In fact, Heroku has yet another help doc that confirms this (and contradicts their other doc):

With SSL Mode “Full (strict)”, Cloudflare verifies the domain using the TLS certificate provided with ACM. Client programs accessing the custom domain see the TLS certificate provided by Cloudflare.

But then they go on to say:

Note there is little need to have an SSL certificate on Heroku if you use Cloudflare - instead, you should consider generating a Cloudflare Origin SSL certificate and turning off ACM.

What?? Why??? I know it’s not much work to create an origin cert in Cloudflare and set up custom SSL in Heroku, but it’s much easier to click one button in Heroku to enable ACM.

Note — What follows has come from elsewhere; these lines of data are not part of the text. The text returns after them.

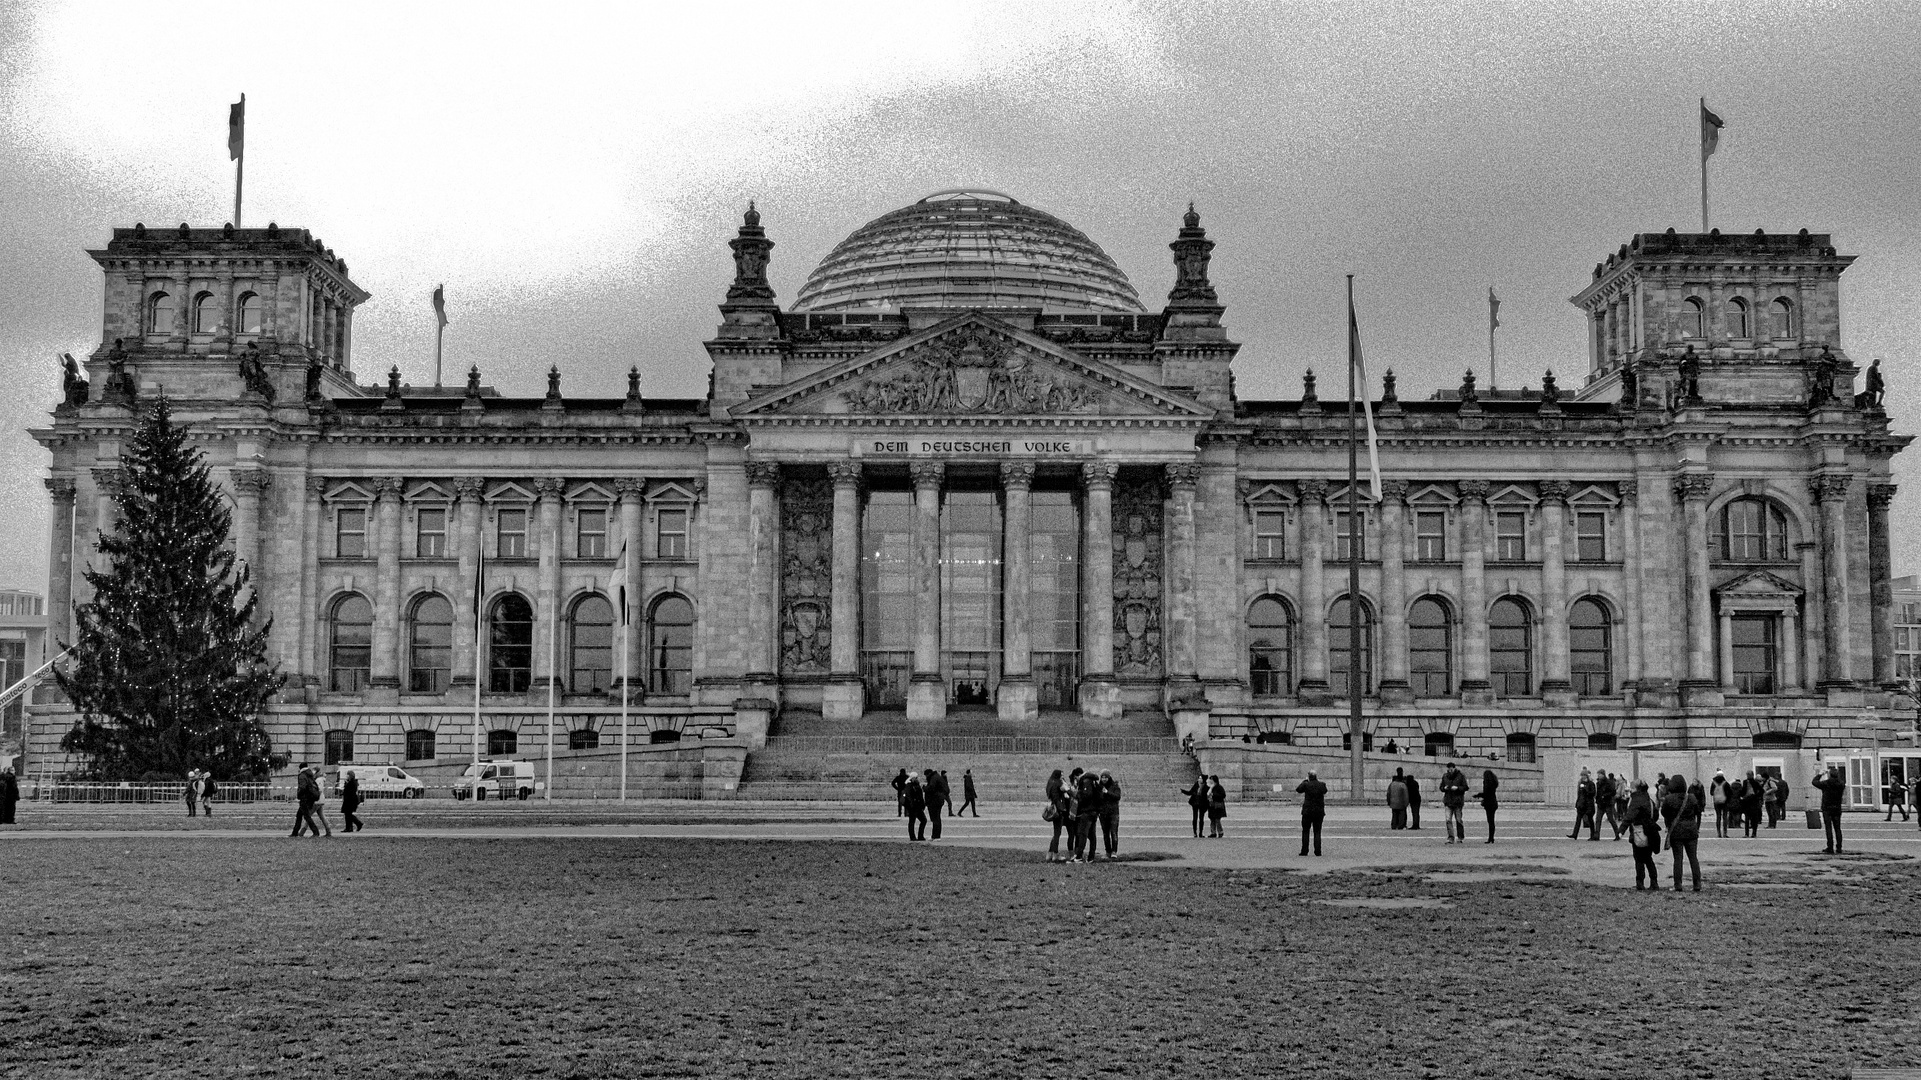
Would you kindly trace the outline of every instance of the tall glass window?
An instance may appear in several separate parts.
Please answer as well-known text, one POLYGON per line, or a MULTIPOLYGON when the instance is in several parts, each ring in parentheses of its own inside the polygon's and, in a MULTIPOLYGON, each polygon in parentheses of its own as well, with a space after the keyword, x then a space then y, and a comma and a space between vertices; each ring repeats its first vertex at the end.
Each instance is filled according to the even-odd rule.
POLYGON ((1788 557, 1781 512, 1761 499, 1736 499, 1721 511, 1723 553, 1732 562, 1780 562, 1788 557))
POLYGON ((1707 307, 1696 297, 1688 297, 1681 307, 1681 332, 1691 338, 1707 337, 1707 307))
POLYGON ((147 297, 147 333, 173 333, 173 297, 157 292, 147 297))
POLYGON ((447 557, 447 511, 436 507, 415 512, 414 555, 422 559, 447 557))
POLYGON ((534 609, 526 597, 508 593, 494 601, 487 620, 487 689, 524 694, 533 681, 534 609))
POLYGON ((582 597, 567 623, 568 692, 606 693, 613 685, 614 605, 605 597, 582 597))
POLYGON ((1598 600, 1576 600, 1567 619, 1568 676, 1585 697, 1614 689, 1614 628, 1598 600))
POLYGON ((328 622, 332 638, 327 649, 327 686, 332 690, 364 690, 373 675, 374 606, 359 593, 334 603, 328 622))
POLYGON ((1777 622, 1772 613, 1744 613, 1729 620, 1729 629, 1734 635, 1735 692, 1774 693, 1777 622))
POLYGON ((1527 515, 1511 510, 1494 515, 1494 561, 1527 559, 1527 515))
POLYGON ((989 705, 1000 681, 999 493, 949 491, 941 507, 941 648, 956 705, 989 705))
MULTIPOLYGON (((1359 670, 1361 692, 1366 693, 1374 686, 1374 612, 1369 609, 1365 600, 1361 601, 1360 608, 1359 670)), ((1353 654, 1348 651, 1348 646, 1351 644, 1348 641, 1347 631, 1349 617, 1347 597, 1343 596, 1334 601, 1334 606, 1329 609, 1327 616, 1327 686, 1336 696, 1348 692, 1348 673, 1355 670, 1356 666, 1353 662, 1353 654)))
POLYGON ((444 596, 423 596, 407 622, 407 689, 444 693, 453 674, 454 606, 444 596))
POLYGON ((210 292, 193 298, 193 332, 211 334, 220 329, 220 302, 210 292))
POLYGON ((1074 705, 1080 680, 1081 515, 1071 491, 1029 496, 1027 586, 1034 682, 1043 709, 1074 705))
POLYGON ((1443 510, 1420 510, 1414 514, 1414 561, 1445 562, 1447 560, 1447 513, 1443 510))
POLYGON ((662 510, 654 517, 654 557, 687 557, 687 511, 662 510))
POLYGON ((861 518, 861 672, 877 708, 907 704, 914 674, 914 493, 875 491, 861 518))
POLYGON ((1737 340, 1748 337, 1748 302, 1736 296, 1728 301, 1728 336, 1737 340))
POLYGON ((1247 611, 1247 677, 1255 697, 1281 697, 1294 689, 1294 620, 1272 596, 1247 611))
POLYGON ((1773 323, 1772 333, 1777 341, 1794 336, 1794 305, 1786 297, 1769 305, 1768 314, 1773 323))
POLYGON ((1431 596, 1407 612, 1407 679, 1415 697, 1454 692, 1454 635, 1446 605, 1431 596))
POLYGON ((691 694, 694 690, 694 605, 667 596, 647 620, 647 692, 691 694))
POLYGON ((574 519, 574 557, 577 559, 607 557, 607 511, 582 510, 574 519))
POLYGON ((1502 697, 1534 692, 1534 648, 1527 607, 1512 597, 1494 601, 1487 613, 1488 679, 1502 697))
POLYGON ((1574 558, 1577 562, 1605 562, 1608 557, 1608 516, 1582 510, 1574 515, 1574 558))
POLYGON ((260 333, 266 321, 267 314, 267 305, 260 299, 260 294, 253 292, 241 293, 238 307, 240 314, 240 332, 243 334, 260 333))
POLYGON ((367 511, 363 507, 343 506, 334 511, 334 557, 367 557, 367 511))
POLYGON ((1287 512, 1285 510, 1254 511, 1254 557, 1256 559, 1287 558, 1287 512))
POLYGON ((434 759, 434 733, 429 728, 414 728, 407 732, 407 760, 432 761, 434 759))
POLYGON ((502 510, 495 519, 494 557, 499 559, 524 559, 527 557, 527 511, 502 510))
POLYGON ((1367 511, 1362 510, 1350 516, 1346 510, 1334 512, 1334 559, 1346 562, 1348 552, 1356 543, 1361 545, 1361 558, 1367 558, 1367 511))

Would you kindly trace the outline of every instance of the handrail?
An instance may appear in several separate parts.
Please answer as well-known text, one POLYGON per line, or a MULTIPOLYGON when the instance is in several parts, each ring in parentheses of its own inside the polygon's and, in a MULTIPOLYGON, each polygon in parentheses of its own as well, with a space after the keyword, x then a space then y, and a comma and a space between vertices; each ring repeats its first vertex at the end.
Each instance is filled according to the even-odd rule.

My new recommendation for Heroku SSL

Now that Heroku automatic certificates play nice with Cloudflare, I see no reason to create origin certs in Cloudflare anymore. For me, it’s all Heroku ACM for the foreseeable future, regardless of what their docs say—their docs can’t agree with each other anyway. 😅

Bottom line: Unless you enjoy extra clicks for the sake of nostalgia, skip the custom origin certs. Just flip on Heroku ACM, set Cloudflare to “Full (strict),” and call it done. It’s simpler, fully secure, auditor-friendly, and—best of all—you can stop wondering if you’ve missed something.

👀 Note

Jon’s Update: 👋 Just chiming in at the end here to address one other concern as we update our official recommendation (to just use Heroku ACM): in years past you would’ve been required to use Cloudflare origin certs because Heroku ACM actually did not work for domains being proxied through Cloudflare. Only in the last couple of years did some tweaks go live on Team Orange and Team Purple’s platforms that allow Let’s Encrypt to generate certificates for Heroku servers behind a Cloudflare proxy!

That’s great news (it means ACM works for Cloudflare-proxied apps now 🎉) but worth pointing out that, if you remember it not working previously, that’s also true!